O dia 30 de setembro marca o Dia Mundial do Cancro Digestivo. Dentro deste grupo heterogéneo de tumores, destaco os cinco órgãos digestivos a que chamamos de “Big Five”. Aqui incluem-se, por ordem decrescente de incidência, as neoplasias malignas do cólon e reto, estômago, pâncreas, fígado e esófago. Segundo os dados da Globocan, a incidência destes tumores tem aumentado ao longo dos últimos anos. Em 2020, foram diagnosticados 17475 tumores, tendo causado a morte a 10528 portugueses. No seu conjunto, estes tumores causam mais de uma morte por hora (29 mortes/dia).
A sua etiologia é multifatorial. A obesidade, o consumo de álcool e tabaco são fatores de risco modificáveis comuns a este grupo de tumores, enquanto a infeção por helicobacter pylori ou a cirrose do fígado são fatores de risco específicos para o cancro do estômago e do fígado, respetivamente. Em todos eles o impacto da carga genética/história familiar é também muito importante.
O prognóstico destas doenças é muito variável. O cancro do cólon e reto (CCR) é o menos agressivo, mas ainda assim o estadio em que é diagnosticado é um fator determinante no prognóstico. Infelizmente, estas doenças são, na maioria dos casos, silenciosas, provocando sintomas apenas em fases avançadas. Por este motivo, o rastreio e o diagnóstico precoce são fundamentais para um tratamento atempado, permitindo obter maiores taxas de cura, melhorar o prognóstico e aumentar a sobrevida.
O diagnóstico dos tumores do tubo digestivo é realizado por endoscopia digestiva alta (esófago e estômago) e por colonoscopia (cólon e reto). As glândulas anexas (fígado e pâncreas) são menos acessíveis e é necessário recorrer a exames imagiológicos para o seu diagnóstico (tomografia computorizada ou ressonância magnética).
O rastreio do cancro do CCR está indicado em qualquer pessoa com mais de 50 anos através da pesquisa de sangue oculto nas fezes (PSOF) ou, preferencialmente, através da colonoscopia. No caso do cancro do fígado, deve ser realizada ecografia semestral em doentes com cirrose hepática e alguns doentes com hepatite B crónica.
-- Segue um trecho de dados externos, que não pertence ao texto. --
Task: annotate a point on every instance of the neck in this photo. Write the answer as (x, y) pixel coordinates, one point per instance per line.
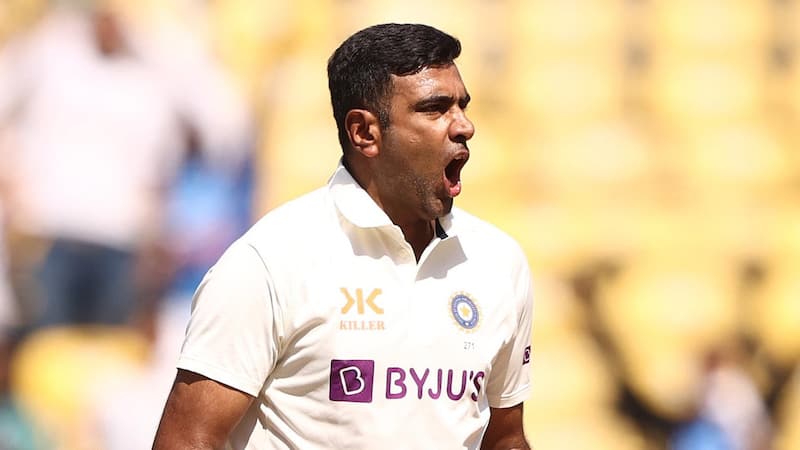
(418, 235)
(416, 231)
Durante a pandemia COVID-19, o acesso aos cuidados de saúde foi limitado e houve uma redução drástica da atividade endoscópica com necessidade de priorizar e protelar exames. Assim, embora saibamos que houve uma diminuição de exames endoscópicos e imagiológicos que possibilitam o rastreio e diagnóstico deste grupo de doenças, o verdadeiro impacto desta mudança é, atualmente, difícil de quantificar. Visando uma inversão da tendência para aumento da mortalidade, sobretudo no caso do CCR, prevê-se que seja necessário um acesso alargado a estes exames durante os próximos anos.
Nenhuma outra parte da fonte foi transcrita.